Jenny (diggensjenny) The reason I like Gone Girl it does portray that domestic abuse not only happens to women but it can happen to men as well. Gone Girl also highlights the effects of domestic abuse through different generations.

I think that Nick keeps quiet because deep down he knows that Amy could kill his mistress if she finds out about her. Nick knows that he was too weak to protect her. Also, Nick enjoyed having a secret from Amy.

Both Amy and Nick in a way deserve each other. After awhile I think it became a game to Amy to see how she could control Nick to do her bidding. I agree with you Jeff, Amy parents are the same as Amy and Nick and this was highlighted when Amy's parents meet Desi parents.

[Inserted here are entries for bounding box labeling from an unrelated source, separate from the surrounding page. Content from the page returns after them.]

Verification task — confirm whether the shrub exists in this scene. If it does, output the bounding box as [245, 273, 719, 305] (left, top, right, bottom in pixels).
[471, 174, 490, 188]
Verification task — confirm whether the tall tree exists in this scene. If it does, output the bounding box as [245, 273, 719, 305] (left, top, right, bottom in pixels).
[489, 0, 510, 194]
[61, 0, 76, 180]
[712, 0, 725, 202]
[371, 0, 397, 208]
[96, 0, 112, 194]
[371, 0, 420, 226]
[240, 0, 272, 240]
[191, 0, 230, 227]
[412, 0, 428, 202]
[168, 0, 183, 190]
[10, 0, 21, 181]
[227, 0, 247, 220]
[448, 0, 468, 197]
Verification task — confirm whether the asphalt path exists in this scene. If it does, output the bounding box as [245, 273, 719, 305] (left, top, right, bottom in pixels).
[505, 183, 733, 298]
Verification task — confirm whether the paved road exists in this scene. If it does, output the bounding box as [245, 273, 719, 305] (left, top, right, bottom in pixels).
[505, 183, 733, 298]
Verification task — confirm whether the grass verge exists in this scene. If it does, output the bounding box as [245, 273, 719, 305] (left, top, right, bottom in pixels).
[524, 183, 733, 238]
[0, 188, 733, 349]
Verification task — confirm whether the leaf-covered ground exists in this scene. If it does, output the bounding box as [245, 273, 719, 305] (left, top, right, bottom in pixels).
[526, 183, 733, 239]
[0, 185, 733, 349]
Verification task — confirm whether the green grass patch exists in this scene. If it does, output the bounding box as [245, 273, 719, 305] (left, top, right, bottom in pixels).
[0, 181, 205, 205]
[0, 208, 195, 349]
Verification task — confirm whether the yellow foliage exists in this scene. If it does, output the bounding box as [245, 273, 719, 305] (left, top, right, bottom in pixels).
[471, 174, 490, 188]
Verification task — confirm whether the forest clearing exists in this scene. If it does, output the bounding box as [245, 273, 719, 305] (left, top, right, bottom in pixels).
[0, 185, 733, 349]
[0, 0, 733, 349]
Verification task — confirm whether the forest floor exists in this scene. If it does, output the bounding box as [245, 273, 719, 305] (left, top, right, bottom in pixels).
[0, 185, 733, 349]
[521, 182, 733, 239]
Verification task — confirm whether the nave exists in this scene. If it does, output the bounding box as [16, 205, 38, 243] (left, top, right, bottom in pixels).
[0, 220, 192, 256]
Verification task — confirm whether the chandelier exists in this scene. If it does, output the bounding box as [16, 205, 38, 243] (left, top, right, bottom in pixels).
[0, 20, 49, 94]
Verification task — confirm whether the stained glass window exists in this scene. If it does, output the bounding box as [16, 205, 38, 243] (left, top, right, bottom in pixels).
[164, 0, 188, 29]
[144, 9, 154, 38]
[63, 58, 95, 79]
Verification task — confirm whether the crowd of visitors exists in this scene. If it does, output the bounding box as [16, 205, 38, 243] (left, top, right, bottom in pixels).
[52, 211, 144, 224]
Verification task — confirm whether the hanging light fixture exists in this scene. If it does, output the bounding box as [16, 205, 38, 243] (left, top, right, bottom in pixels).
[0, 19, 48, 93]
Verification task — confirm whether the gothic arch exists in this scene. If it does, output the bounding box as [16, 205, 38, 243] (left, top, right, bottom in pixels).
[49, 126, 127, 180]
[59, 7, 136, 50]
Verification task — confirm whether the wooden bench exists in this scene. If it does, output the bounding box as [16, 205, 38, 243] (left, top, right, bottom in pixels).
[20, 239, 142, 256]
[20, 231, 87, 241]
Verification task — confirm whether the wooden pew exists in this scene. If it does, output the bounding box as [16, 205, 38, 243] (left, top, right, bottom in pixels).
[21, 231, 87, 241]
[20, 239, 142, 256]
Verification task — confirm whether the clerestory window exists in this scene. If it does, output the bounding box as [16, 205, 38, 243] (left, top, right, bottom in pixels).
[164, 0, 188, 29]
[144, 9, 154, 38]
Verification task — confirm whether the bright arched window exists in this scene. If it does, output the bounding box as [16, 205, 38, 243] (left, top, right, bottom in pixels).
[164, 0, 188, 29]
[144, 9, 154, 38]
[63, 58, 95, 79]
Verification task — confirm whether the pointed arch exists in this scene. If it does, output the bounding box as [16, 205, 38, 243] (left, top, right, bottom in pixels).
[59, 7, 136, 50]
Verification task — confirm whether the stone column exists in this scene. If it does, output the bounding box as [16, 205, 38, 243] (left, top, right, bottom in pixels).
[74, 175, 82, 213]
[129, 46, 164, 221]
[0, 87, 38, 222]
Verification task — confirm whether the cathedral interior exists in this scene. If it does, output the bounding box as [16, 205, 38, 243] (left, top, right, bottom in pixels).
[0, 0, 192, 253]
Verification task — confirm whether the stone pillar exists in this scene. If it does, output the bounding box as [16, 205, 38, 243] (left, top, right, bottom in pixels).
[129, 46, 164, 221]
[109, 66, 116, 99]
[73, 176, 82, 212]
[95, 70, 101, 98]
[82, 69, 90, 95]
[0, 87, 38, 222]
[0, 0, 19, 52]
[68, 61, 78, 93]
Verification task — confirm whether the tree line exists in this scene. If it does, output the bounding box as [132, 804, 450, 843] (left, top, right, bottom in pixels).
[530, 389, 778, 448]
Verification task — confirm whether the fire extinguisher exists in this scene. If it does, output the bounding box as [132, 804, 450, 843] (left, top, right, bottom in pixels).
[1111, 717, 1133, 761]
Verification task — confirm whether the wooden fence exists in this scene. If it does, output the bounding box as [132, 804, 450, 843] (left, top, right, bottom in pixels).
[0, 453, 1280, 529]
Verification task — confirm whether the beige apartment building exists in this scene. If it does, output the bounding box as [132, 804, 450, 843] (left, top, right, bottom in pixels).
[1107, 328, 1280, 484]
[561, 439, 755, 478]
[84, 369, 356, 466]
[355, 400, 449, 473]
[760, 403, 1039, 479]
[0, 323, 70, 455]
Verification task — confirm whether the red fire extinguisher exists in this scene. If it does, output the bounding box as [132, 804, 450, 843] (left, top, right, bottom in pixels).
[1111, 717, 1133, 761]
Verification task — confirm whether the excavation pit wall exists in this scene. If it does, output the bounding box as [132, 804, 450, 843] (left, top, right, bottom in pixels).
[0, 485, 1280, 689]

Desi must have been like Nick for Amy to be able to control.


message 21: by Jeff (new)

Jeff Maybe - at least a little. I was thinking with all of the other people that she manipulated throughout her life that she was good at it, either way. But Desi seemed more dominating and controlling himself. In fact, Desi seems to be more of a reflection of Amy than Nick, but their goals were different. Desi wanted to keep the object of his affection in a perfect, controlled world. He expected things to match the way he wanted it, and was subtle about it. He thought she should lose weight, so he controlled her intake of food. She was provided clothing he thought she should have. But Amy played the game and read people much better.

Desi had a complete blind spot when it came to Amy, probably draped around his ideal of her (maybe together on a Christmas card or her in a snow globe). I think he figured she would respond to his knight-in-white rescue, but maybe it was more like he figured she had nowhere to go (Amy may have even thought this in the book). Either way, she wrapped him around her finger.

BTW - I didn't like Desi either. :)


message 22: by Jeff (new)

Jeff by the way, I don't think I ever answered Jenny's question - yes, I do think this is a great perspective of domestic violence directed towards a man, as well as his passive aggressive response.


message 23: by Jenny (new)

Jenny (diggensjenny) I do not like any of the characters in this book. However, Gone Girl would not be so popular if Gillian Flynn portrayed her characters differently. Also, Gone Girl is great book club book it ensures discussion within the group. Jeff, I like your insight into the characters of Gone Girl.